Dive Brief:
- Department store retailers in recent quarters have been able to improve both their top-line sales and margins through better management of their inventory, as well as creating a seamless shopping experience for customers, according to a recent Moody's report.
- Analysts led by Christina Boni pointed to Kohl's fourth straight quarter of comparable sales increases, and also strong sales performances at Macy's and Nordstrom in recent quarters as evidence of sector improvement. During the same period, inventory levels at the stronger department stores have declined.
- But the trend is not universal among department stores. Boni described J.C. Penney, which Moody's downgraded after its Q2 earnings release, as "a significant laggard on inventory management."
Dive Insight:
Wall Street analysts in recent years have repeatedly drummed department stores for holding too much inventory in a world that is changing how it shops. It's not the products themselves investors despise, of course, but the discounting it takes to get rid of them if shopping is sluggish.
And, until recently, department store shopping was mostly sluggish, as the sector was caught unprepared for the expansion of digital, off-price and fast-fashion competitors.
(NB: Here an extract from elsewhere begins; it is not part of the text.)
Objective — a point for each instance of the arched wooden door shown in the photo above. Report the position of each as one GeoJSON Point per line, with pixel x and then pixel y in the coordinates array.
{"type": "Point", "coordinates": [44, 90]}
But the department store sector is starting to adapt, through a mix of strategies.
Boni points to Kohl's, which she notes can tailor its inventory and reduce commitments on a per store basis through a program 500-stores strong so far. The retailer has also sped up its product flow for its private brands and is rolling out ship-to-store, which "which will enhance consumer choices and should support a continued increase in online penetration," Boni said.
Nordstrom, meanwhile, is speeding up its supply chain, including through its local shops in L.A., which pool inventory rather than shelf it up at stores, Boni notes. Nordstrom also has the advantage of its successful off-price banner Rack, which can help it quickly clear inventory leftover from "fashion misses" at its full-line stores, Boni said.
During recent periods of reduced inventory and innovative strategies to manage it, merchandise margins have improved for the sector's leaders, namely Nordstrom, Kohl's and Macy's, according to the analysts.
And then there's J.C. Penney, which of late has struggled to find the right note on fashion and can't seem to decide whom it wants to serve. Boni noted Penney's attempts in previous quarters to "reset" its women's apparel offering — efforts that include major discounting to liquidate existing inventory. And Penney is not done discounting. Boni also pointed to the retailer's plans to liquidate yet more inventory this year as it "has struggled to pinpoint its customer base — a challenge that others in the sector have also had to address as the customer has become much savvier and exacting."